The Dow Jones industrial average fell 54 points to 12,875 in the first hour of trading. The broader Standard & Poor's 500 fell four points to 1,378. The Nasdaq slipped two points 3,045.
There were stark reminders Tuesday that the economy is far from healed. The National Federation of Independent Businesses said its index of small-business optimism fell in March after six months of gains, largely on worries about rising gas prices. That caused concerns that those companies might not generate as many jobs as had been hoped for. U.S. wholesale businesses also reported that they restocked their shelves at a slower pace at the beginning of the year.
JJ Kinahan, chief derivatives strategist for TD Ameritrade in Chicago, noted that stocks are still up for the year, the result of a rally that started around Thanksgiving.
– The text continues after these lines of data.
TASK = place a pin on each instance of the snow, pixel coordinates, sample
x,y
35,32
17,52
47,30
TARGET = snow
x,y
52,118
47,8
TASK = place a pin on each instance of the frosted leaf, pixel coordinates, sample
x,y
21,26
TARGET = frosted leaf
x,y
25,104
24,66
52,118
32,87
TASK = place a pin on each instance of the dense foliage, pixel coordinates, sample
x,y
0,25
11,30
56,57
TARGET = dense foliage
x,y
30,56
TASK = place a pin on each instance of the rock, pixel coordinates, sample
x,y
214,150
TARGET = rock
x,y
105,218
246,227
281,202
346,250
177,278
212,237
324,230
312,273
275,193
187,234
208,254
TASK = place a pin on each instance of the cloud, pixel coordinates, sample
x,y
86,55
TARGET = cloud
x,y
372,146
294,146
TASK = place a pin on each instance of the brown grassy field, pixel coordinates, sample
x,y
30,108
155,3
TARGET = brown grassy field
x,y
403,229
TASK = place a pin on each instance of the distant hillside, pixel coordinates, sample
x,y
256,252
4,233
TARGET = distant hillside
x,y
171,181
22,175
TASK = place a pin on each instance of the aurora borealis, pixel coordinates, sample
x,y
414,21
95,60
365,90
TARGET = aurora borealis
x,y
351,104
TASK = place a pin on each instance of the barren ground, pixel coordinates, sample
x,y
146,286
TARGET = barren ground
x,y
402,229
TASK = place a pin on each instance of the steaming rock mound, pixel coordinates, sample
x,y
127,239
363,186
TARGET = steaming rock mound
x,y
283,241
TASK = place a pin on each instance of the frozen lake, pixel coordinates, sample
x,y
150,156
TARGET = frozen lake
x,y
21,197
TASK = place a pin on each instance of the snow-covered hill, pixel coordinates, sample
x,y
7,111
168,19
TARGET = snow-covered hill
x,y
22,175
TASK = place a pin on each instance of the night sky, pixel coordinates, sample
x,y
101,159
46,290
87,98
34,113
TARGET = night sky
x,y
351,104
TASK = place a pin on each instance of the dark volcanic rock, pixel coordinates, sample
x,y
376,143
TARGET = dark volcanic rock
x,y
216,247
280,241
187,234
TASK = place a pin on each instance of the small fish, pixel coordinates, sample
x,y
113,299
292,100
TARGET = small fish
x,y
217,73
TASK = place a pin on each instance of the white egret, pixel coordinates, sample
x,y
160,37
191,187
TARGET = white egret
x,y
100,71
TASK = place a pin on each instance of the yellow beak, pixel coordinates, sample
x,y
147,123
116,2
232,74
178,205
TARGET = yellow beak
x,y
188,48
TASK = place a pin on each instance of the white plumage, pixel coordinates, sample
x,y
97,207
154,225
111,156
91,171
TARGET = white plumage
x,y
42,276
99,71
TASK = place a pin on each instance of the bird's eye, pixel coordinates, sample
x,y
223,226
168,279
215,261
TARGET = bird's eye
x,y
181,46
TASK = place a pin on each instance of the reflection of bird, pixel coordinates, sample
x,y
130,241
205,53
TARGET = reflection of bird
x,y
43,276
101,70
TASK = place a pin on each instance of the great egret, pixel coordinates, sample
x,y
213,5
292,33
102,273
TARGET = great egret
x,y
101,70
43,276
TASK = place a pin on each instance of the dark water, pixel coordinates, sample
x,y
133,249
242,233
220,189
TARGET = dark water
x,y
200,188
He brushed off the past week's losses as short-term blips on the radar.
"There seems to be this black cloud as everyone talks about the market," Kinahan said. "(But) a lot of these companies are in a good spot."
It's been a rough few days for the stock market. The Dow and the S&P have fallen for four days in a row, only the second time this year that that's happened. The losses started last week after the Federal Reserve indicated that it won't continue buying bonds to pump money into the economy. The losing streak continued after the government reported last Friday that job growth slowed in March to half the pace of the previous three months.
If the market closes down again Tuesday it will be the longest losing streak of the year for the Dow and the S&P. The longest losing streak before that was an eight-day plunge in late July and early August, just before the U.S. government's debt rating was downgraded. The Dow lost more than 850 points in that time. In the past four days, it's lost about 330.
Federal Reserve Chairman Ben Bernanke spoke again Monday night but didn't give investors much to hang on to, steering clear of the economy and instead focusing on regulatory policy.
The price of crude oil fell slightly, to less than $102 per barrel, but that wasn't necessarily a good sign. The decline is partly because traders are betting that the weak economy will keep demand for oil low. The decline is only a small relief for businesses and consumers struggling with high energy prices. Oil is still far above the $75 it was trading at in October.
There are also reasons to believe oil could be headed higher again after Iran declared that it would no longer ship crude to Greece. Iran has already cut off France and Britain. The hostility is related to Iran's nuclear program, which other countries want Iran to halt. New talks are scheduled to begin Saturday.
In Europe, Greece's main stock index shot up more than 3 percent even as most other markets fell. The gains in the volatile country came despite a worker strike that shut off ferry service and underscored how difficult it will be for the government to enforce spending cuts it needs to make to dig itself out of debt.
Indexes in France, Germany and Spain fell. Spain reported that it has been forced to pay more to attract investors to its government bonds, a sign that investors are increasingly wary about the financial health of the Spanish government.
The first-quarter earnings season starts after the market closes Tuesday, when aluminum producer Alcoa reports its results. Analysts are expecting a loss, partly because of a slowdown in China's growth and economic weakness in Europe. Some analysts are expecting a slight decline in year-over-year earnings growth, which would end a streak of nine quarters of gains. That could be a bad sign for the economy, but it does make it easier for companies to beat expectations when they report results.
"You might not say it's to their credit, you might not say it's the right thing to do, but the CEOs have done a very good job of setting expectations low," Kinahan said. "Because so many analysts expect flat earnings, these companies that show just 2 to 3 percent annualized level of growth may have hit a home run."
Among stocks making big moves:
--Supervalu Inc., the grocery chain that owns Albertsons and Jewel-Osco, climbed 7 percent. The company reported a quarterly loss but outlined turnaround plans that include closing stores and slashing jobs.
--Harley-Davidson rose 2 percent after Citi analyst Greg Badishkanian upgraded the stock to buy, predicting that sales will be strong in the beginning of the year.
--Best Buy fell 2 percent after announcing that its chief executive had resigned without a permanent successor. The electronics giant is struggling for market share in a world of online retailers.